Biotechnology, Research, University of Washington

UW researchers make AI protein-structure prediction software available to all

New artificial intelligence software can compute protein structures in 10 minutes

The artificial intelligence program can generate hundreds of new protein structures, including this 3D view of the immune protein interleukin-12 bound to its receptor. Image: Ian Haydon

Last year the artificial intelligence company DeepMind, a subsidiary of Google’s Alphabet, Inc, won a international competition among scientists working on finding ways to predict the shapes of proteins. Knowing the shape proteins assume after they are synthesized is important because a protein’s shape determines its function.

The DeepMind software, called AlphaFold, was seen as a major advance in the effort to find a way to reliably predict the shape of proteins from their amino acid sequence alone. But the software was proprietary and so unavailable to most scientists.

Now researchers at the Institute for Protein Design at the University of Washington School of Medicine in Seattle have created an artificial intelligence program that largely matches the performance achieved by DeepMind.

But, unlike DeepMind, the UW Medicine team has already made their method, dubbed RoseTTAFold, freely available.

These results will be published online today, July 15, by the journal Science.

Scientists from around the world are now using it to build protein models to accelerate their own research.
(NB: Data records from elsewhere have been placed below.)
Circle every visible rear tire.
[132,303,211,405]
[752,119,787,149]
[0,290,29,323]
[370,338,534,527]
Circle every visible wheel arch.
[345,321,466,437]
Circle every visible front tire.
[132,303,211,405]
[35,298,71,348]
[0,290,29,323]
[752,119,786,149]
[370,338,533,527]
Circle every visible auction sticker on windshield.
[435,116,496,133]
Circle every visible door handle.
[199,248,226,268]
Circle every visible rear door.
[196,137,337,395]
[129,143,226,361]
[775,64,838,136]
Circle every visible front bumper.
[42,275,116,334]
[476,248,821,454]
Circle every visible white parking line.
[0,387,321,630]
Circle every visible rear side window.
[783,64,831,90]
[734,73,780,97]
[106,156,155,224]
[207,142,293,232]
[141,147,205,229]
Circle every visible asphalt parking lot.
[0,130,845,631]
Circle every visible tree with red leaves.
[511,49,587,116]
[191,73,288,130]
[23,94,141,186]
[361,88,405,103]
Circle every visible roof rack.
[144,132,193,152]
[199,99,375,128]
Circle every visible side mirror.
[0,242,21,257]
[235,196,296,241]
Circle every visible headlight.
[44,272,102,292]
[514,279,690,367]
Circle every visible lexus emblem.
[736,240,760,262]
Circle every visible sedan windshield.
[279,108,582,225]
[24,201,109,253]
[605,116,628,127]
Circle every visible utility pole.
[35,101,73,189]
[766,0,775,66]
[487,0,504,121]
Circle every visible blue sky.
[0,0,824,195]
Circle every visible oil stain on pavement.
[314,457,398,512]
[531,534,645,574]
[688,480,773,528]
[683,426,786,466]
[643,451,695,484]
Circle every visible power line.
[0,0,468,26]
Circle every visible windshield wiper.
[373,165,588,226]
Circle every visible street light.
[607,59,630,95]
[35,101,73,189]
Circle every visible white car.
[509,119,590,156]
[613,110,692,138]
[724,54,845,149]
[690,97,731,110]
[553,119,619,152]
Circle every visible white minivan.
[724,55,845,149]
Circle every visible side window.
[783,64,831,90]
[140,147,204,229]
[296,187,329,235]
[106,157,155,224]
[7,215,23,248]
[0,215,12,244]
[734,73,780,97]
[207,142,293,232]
Soon after its recent upload, the program was downloaded from GitHub by over 140 independent research teams.

Proteins consist of strings of amino acids that fold up into intricate microscopic shapes. These unique shapes in turn give rise to nearly every chemical process inside living organisms. By better understanding protein shapes, scientists can speed up the development of new treatments for cancer, COVID-19, and thousands of other medical disorders.

“I am delighted that the scientific community is already using the RoseTTAFold server to solve outstanding biological problems,” said senior author David Baker, Howard Hughes Medical Institute Investigator, professor of biochemistry, and director of the Institute for Protein Design at UW Medicine.

In the new study, a team of computational biologists led by Baker developed a software tool called RoseTTAFold that uses deep learning to quickly and accurately predict protein structures based on limited information.

Without the aid of such software, it can take years of laboratory work to determine the structure of just one protein.RoseTTAFold, on the other hand, can reliably compute a protein structure in as little as 10 minutes on a single gaming computer.

The team used RoseTTAFold to compute hundreds of new protein structures, including many poorly understood proteins from the human genome. They also generated structures directly relevant to human health, including for proteins associated with problematic lipid metabolism, inflammation disorders, and cancer cell growth. And they show that RoseTTAFold can be used to build models of complex biological assemblies in a fraction of the time previously required.

RoseTTAFold is a “three-track” neural network, meaning it simultaneously considers patterns in protein sequences, how a protein’s amino acids interact with one another, and a protein’s possible three-dimensional structure.

In this architecture, one-, two-, and three-dimensional information flows back and forth, allowing the network to collectively reason about the relationship between a protein’s chemical parts and its
folded structure.

“We hope this new tool will continue to benefit the entire research community,” said
Minkyung Baek, a postdoctoral scholar who led the project in the Baker laboratory at UW Medicine.

This work was supported in part by Microsoft, Open Philanthropy Project, Schmidt
Futures, Washington Research Foundation, National Science Foundation, Wellcome
Trust, and the National Institute of Health. A full list of supporters is available in the Science paper.